Deterministic mixed-ploidy dynamical system

Mixed ploidy deterministic system with selection

Arthur Zwaenepoel -- 2022

Here I implement some code to simulate a deterministic mixed-ploidy single-locus system (discrete generations). The system may consist of diploids, triploids and tetraploids, and allows for arbitrary single-locus selection schemes.

Single deme

Here I implement the dynamics for a single panmictic deme. Eventually, the goal is to connect multiple demes by migration (see below), but we first consider the dynamics within one such panmictic unit.

First let's load some packages

using Printf, Plots, Literate
default(framestyle=:box, gridstyle=:dot, guidefont=9, titlefont=9, title_loc=:left)

Node within a Deme, represents a single subpopulation of a particular fixed cytotype.

struct Node{T}
    ploidy    :: Int
    viability :: Vector{T}  # genotype fitnesses
    fertility :: Vector{T}  # frequency of haploid and diploid gametes produced
    genotypes :: Vector{T}  # the frequencies for the five possible gametes

Make a new node from an old one but with a different genetic constitution g

update_node(n::Node, g) = Node(n.ploidy, n.viability, n.fertility, g)
Note that the sum of the fertility vector gives the fertility of an individual in that node, hence the name.

Here's an example of a node:

node_diploid  = Node(2, ones(3), [0.95, 0.05], [0.35, 0.05, 0.6])
Main.var"##663".Node{Float64}(2, [1.0, 1.0, 1.0], [0.95, 0.05], [0.35, 0.05, 0.6])

This represents a diploid subpopulation, where all three genotypes have equal fitness (ones(3) == [1, 1, 1]), where each gamete is haploid with probabili 0.95 and diploid else, and where the initial genotype frequencies are 0.35, 0.05 and 0.6 for genotypes 00, 01, and 11 respectively.

A deme is a panmictic unit, i.e. all nodes contribute gamete to one gamete pool according to their respective proportion in the deme and gamete production table.

struct Deme{T}
    nodes       :: Vector{Node{T}}
    proportions :: Vector{T}
    meanfitness :: T

Constructor for if we don't know mean fitness...

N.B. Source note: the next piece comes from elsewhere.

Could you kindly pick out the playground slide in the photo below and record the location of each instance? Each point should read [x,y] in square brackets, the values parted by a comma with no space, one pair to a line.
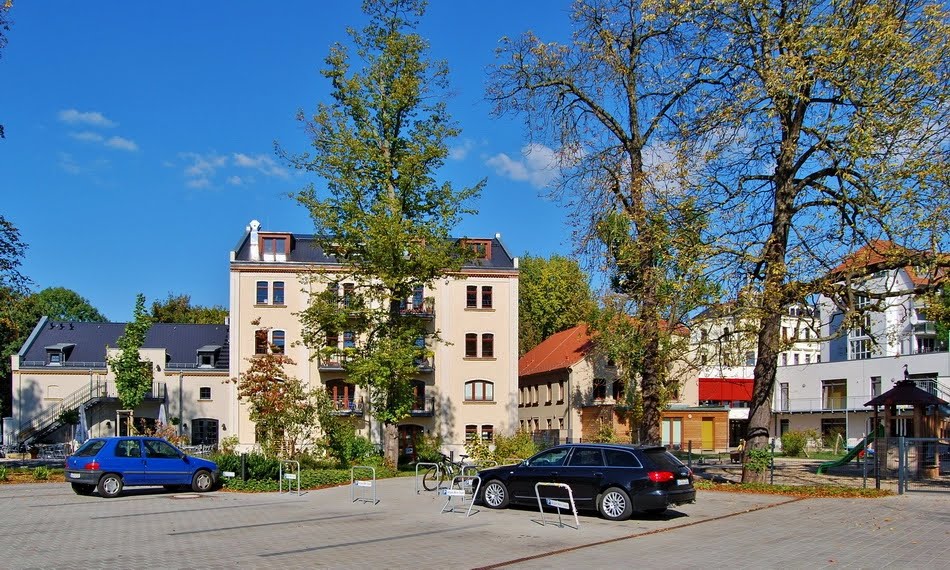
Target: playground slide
[855,451]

Deme(n, p) = Deme(n, p, NaN)

Function to compute the allele frequency (for the 0 allele) in a deme

function allele_frequency(deme::Deme)
    f = 0.
    for (n, p) in zip(deme.nodes, deme.proportions)
        p == 0. && continue  # NaN issues
        f += p * allele_frequency(Val(n.ploidy), n.genotypes)
    return f
Functions to compute the allele frequencies for each cytotype

allele_frequency(::Val{2}, x) = x[1] + x[2]/2
allele_frequency(::Val{3}, x) = x[1] + 2*x[2]/3 + x[3]/3
allele_frequency(::Val{4}, x) = x[1] + 3*x[2]/4 + x[3]/2 + x[4]/4
A function to nicely print out a deme to the terminal

function Base.show(io::IO, d::Deme)
    write(io, @sprintf("Deme, allele frequency = %.4f", allele_frequency(d)), "\n")
    for (n, p) in zip(d.nodes, d.proportions)
        write(io, @sprintf("Node (ploidy=%d) %.2f, genotypes: ", n.ploidy, p))
        write(io, join([@sprintf("%.4f", g) for g in n.genotypes], ", "), "\n")

For a given genotype vector, the following functions return the produced gametes, conditional on the ploidy level of the gamete. Note that there are five possible gametes in the system, if we label the alleles 0 and 1, they are the following genotypes: [0, 1, 00, 10, 11]. For each cytotype, we define for each genotype a matrix with the proportion of these gametes that are produced, conditional on a gamete of that cytotype being produced. Note that we assume no double reduction and make rather ad hoc assumptions on the unreduced gametes produced by 01 heterozygotes.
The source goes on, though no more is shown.